Across the building sector, changes in how work is done, materials used and the process on and off site are changing faster than ever.
Within this, moves toward more sustainable practices and materials are gathering pace for several reasons, including cost, efficiency, legislative requirements—and because it’s the right thing to do for our planet.
The reduction in embodied carbon is a huge part of creating buildings that have less negative impact on our world, and the move towards this is being strongly driven by consumer desire.
Concrete represents the largest proportion of embodied carbon in the vast majority of construction, so offering products with a reduced embodied carbon content was important for Boral, one of Australia’s largest building supplies companies.
Boral’s head of product solutions Nathan Barrell said the creation of lower-carbon concrete products had been driven from inside and outside Boral.
“Our customers need to lower the embodied carbon in their projects for a range of reasons, including legislation, end-user pressure and because it’s the right thing to do,” he said.
“This is true across the range of our customers, from huge construction firms who have carbon emission reduction targets to meet, to home renovators and the like who just want to use a more sustainable product.
“As well, Boral as a company is committed to reducing our carbon footprint and our shareholders have that expectation too.”
Performance was key to the range, Barrell said.

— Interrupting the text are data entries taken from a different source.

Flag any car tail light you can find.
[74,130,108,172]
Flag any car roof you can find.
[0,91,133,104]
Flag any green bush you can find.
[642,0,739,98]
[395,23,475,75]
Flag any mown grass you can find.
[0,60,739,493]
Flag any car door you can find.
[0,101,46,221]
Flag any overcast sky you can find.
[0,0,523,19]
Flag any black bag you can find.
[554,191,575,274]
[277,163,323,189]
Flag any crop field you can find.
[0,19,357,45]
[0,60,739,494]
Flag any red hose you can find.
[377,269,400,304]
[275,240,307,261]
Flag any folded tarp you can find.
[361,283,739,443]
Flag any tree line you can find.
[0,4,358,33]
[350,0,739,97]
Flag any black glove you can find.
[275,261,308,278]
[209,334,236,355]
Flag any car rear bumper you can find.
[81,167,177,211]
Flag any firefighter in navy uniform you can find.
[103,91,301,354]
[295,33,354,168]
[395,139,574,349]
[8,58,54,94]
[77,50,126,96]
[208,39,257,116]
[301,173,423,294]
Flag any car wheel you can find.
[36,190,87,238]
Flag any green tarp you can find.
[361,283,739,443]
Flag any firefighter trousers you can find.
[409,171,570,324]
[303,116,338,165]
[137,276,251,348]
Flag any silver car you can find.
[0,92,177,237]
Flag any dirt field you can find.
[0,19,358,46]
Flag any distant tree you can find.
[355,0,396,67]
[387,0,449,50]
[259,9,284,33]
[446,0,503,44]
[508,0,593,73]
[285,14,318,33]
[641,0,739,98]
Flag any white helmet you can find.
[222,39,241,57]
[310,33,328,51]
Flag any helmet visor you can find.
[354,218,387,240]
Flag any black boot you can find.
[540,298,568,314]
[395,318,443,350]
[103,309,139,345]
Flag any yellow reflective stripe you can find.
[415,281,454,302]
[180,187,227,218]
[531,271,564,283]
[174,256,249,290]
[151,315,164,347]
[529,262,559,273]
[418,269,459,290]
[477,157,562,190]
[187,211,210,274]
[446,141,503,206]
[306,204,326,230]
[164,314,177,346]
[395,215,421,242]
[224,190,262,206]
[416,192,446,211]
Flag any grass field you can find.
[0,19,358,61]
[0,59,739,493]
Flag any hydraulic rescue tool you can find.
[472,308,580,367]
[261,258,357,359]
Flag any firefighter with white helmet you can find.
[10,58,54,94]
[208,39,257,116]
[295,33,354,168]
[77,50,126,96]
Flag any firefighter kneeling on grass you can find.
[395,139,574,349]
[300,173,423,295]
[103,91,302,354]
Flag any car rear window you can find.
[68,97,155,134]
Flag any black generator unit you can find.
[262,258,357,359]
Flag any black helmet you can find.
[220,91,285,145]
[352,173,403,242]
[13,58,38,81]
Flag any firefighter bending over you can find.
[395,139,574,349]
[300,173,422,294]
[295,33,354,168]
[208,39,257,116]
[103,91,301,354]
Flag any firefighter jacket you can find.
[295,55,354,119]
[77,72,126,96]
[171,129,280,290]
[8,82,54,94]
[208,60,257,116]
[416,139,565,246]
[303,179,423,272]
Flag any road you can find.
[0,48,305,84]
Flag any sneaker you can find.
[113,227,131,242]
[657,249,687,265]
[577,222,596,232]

“The majority of the embodied carbon content in concrete is within the Portland cement element,” he said.
“This can be reduced through replacing it with other materials such as fly ash or blast furnace slag, and there’s nothing new in that.
“However, this can impact some aspects of the concrete’s performance such as increasing the time it takes for the concrete to go off.
“That is not an issue in some applications, but for others, such as structural elements or flooring in buildings, it is, as it slows down the whole construction process, which increases costs. It can also have higher drying shrinkage rates than ‘traditional’ concrete.
“These issue were solved with our ENVISIA product, which has up to 60 per cent less Portland cement, and offers similar early age strengths to ‘traditional’, has up to 50 per cent less shrinkage than traditional products and greater flexural strength.
“It is a high-performance, lower carbon concrete and as such has a higher price point than lower performing products.
“This means it doesn’t suit every need—apart from budget restraints, it can also be more in terms of performance and quality than is needed for the job, such as a footpath.”
Barrell said that at the other end of Boral’s Lower Carbon Concrete Range, Envirocrete offered lower embodied carbon and was suitable for a range of application where early age strength was not an issue, as well as being competitively priced versus lower strength ‘traditional’ concrete.
Creating a product that would fit between the two became a focus for Boral’s in-house research and development team here in Australia.
After intensive research, development, testing and creativity, the team developed Envirocrete Plus.
This new offering, which was launched earlier this year, has achieved the ‘dream’—a lower carbon concrete with similar performance to ‘traditional’ concrete and a price point to match.
This product has 40 to 60 per cent less Portland cement, achieves good early-age strength and is suitable for most post tensioned applications. It also achieves up to 25 percent less shrinkage compared to conventional sustainable concrete mixes.
“We are now able to offer customers a full range of products that tick all the boxes: performance, sustainability and value,” Barrell said.
“With Envirocrete Plus, clients who needed higher performance than Envirocrete but didn’t have the budget or need for Envsia can still reduce their embodied carbon content—we’ve met them in the middle.
“It also means our suite of lower carbon products can suit any kind of project and need, literally from skyscrapers to a pad for a backyard shed.
“Whatever the project, embodied carbon can be significantly reduced, and we think that’s a win across the board for everyone.
“Lower carbon concrete is the new normal. It is what the industry and indeed consumers want and need.
“Other manufacturers offer low carbon products, but none can currently match our ability to provide the right type of product for the job—they don’t have the range.
“There’s now no trade-off in using lower carbon concrete.”